Feliks Edmundowicz Dzierżyński (September 11, 1877 - July 20, 1926) was a Polish Communist and head of the Bolshevik secret police the Cheka, later the KGB.

Born into a bourgeois Polish family, in a town which is part of present day Belarus, he was expelled from school for "revolutionary activity". He joined the Marxist group - the Lithuanian Social Democratic Party in 1895 and spent the major part of his early life in various prisons including exile in Siberia.

In March 1917 he was freed (although Pravda usually asserts that he escaped and indeed the facts are uncertain), along with many others, from Moscow jail, where he had been since 1912. His first act was to join the Bolshevik Party. His honest and incorruptible character combined with his complete devotion to the cause gained him swift recognition and the nickname Iron Felix.

He was appointed by Lenin to organise a force to combat internal political threats and on December 20 the establishment of the Vecheka (All Russian Extraordinary Commission for Combating Counter-revolution and Sabotage) was passed by the Council of Peoples Commissars.

As the Russian Civil War expanded, Dzierżyński also began organising the internal security troops to enforce the Cheka's authority.

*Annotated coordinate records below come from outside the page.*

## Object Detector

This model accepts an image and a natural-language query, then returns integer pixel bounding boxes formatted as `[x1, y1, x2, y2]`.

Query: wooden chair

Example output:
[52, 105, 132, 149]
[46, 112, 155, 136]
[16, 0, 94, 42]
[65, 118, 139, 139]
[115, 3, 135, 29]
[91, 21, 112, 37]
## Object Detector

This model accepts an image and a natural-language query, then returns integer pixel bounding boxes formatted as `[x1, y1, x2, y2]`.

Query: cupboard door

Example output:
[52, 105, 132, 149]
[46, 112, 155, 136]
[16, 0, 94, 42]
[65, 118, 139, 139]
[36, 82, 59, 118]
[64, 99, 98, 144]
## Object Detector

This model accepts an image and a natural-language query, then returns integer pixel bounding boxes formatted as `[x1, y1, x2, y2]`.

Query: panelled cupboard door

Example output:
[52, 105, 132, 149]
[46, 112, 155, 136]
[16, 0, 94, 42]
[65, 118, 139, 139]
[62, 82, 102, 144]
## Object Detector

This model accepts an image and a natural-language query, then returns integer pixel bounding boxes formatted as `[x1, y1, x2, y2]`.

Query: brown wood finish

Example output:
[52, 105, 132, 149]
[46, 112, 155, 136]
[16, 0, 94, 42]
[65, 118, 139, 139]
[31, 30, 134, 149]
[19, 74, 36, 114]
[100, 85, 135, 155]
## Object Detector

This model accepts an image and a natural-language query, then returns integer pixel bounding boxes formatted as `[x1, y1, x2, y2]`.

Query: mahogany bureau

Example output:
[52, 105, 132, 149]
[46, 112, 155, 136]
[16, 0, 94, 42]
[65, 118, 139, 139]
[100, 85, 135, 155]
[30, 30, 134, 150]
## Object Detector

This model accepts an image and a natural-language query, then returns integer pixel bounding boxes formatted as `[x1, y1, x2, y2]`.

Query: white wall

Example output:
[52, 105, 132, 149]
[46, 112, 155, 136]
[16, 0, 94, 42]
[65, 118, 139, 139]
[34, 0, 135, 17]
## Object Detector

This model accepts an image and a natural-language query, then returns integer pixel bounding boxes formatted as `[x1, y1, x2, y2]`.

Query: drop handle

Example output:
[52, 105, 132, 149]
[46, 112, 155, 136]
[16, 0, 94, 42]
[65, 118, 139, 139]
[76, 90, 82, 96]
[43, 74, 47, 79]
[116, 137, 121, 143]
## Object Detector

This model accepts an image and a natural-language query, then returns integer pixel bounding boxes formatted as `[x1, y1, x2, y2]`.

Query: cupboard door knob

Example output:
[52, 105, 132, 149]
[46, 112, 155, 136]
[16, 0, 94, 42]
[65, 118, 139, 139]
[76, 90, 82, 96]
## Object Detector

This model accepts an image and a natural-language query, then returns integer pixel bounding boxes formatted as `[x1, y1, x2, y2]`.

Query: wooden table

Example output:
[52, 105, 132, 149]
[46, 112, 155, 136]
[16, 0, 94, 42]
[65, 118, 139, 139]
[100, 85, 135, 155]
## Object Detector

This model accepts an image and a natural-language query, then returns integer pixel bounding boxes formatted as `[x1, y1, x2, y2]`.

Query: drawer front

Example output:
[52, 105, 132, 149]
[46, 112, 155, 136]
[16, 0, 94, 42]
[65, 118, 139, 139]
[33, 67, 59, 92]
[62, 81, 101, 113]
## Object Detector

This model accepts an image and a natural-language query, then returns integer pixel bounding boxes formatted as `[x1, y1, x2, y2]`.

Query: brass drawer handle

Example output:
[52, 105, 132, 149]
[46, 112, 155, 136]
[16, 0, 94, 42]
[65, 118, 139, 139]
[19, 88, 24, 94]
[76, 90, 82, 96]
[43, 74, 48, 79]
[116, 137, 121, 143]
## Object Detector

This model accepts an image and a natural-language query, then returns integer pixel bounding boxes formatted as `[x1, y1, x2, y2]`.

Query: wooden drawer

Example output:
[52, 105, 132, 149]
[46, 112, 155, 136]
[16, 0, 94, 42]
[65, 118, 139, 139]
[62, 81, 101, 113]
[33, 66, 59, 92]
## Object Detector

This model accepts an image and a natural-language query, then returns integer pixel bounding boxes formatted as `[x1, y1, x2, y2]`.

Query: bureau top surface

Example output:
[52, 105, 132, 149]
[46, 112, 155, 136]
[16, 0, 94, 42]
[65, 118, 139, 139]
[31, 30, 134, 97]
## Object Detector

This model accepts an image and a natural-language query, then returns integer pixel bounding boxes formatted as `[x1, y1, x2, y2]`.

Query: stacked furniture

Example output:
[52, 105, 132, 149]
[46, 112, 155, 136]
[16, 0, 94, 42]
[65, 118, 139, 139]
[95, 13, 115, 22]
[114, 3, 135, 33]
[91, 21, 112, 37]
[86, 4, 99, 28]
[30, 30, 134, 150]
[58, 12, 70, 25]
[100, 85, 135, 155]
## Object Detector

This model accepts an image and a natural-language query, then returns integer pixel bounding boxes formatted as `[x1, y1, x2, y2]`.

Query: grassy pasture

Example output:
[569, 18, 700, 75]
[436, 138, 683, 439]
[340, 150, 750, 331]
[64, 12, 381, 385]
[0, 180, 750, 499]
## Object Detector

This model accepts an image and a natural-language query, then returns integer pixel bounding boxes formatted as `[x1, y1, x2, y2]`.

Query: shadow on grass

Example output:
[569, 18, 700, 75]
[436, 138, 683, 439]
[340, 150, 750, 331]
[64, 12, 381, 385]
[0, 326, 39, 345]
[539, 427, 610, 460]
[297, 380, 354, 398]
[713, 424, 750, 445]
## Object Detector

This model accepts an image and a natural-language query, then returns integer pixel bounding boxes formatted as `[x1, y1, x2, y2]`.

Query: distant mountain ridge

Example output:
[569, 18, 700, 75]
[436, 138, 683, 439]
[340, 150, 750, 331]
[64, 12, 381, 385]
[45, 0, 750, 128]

Lenin gave the organization huge powers to combat the opposition during the Civil War.

At the end of the Civil War in 1922, the Cheka was changed into the GPU (State Political Directorate) a section of the NKVD, but this did not diminish Dzierżyński's power: from 1921-24 he was Minister of Interior, head of the Cheka/GPU/OGPU, Minister for Communications and head of the Russian Council of National Economy. It is said however that he was not ambitious.

Dzierżyński died a natural death in July 1926. His name and image were widely used throughout the KGB and the Soviet Union (there were six towns named after him). There is a museum to him in the town of his birth in Belarus. Belarus continues to call its intelligence service the KGB.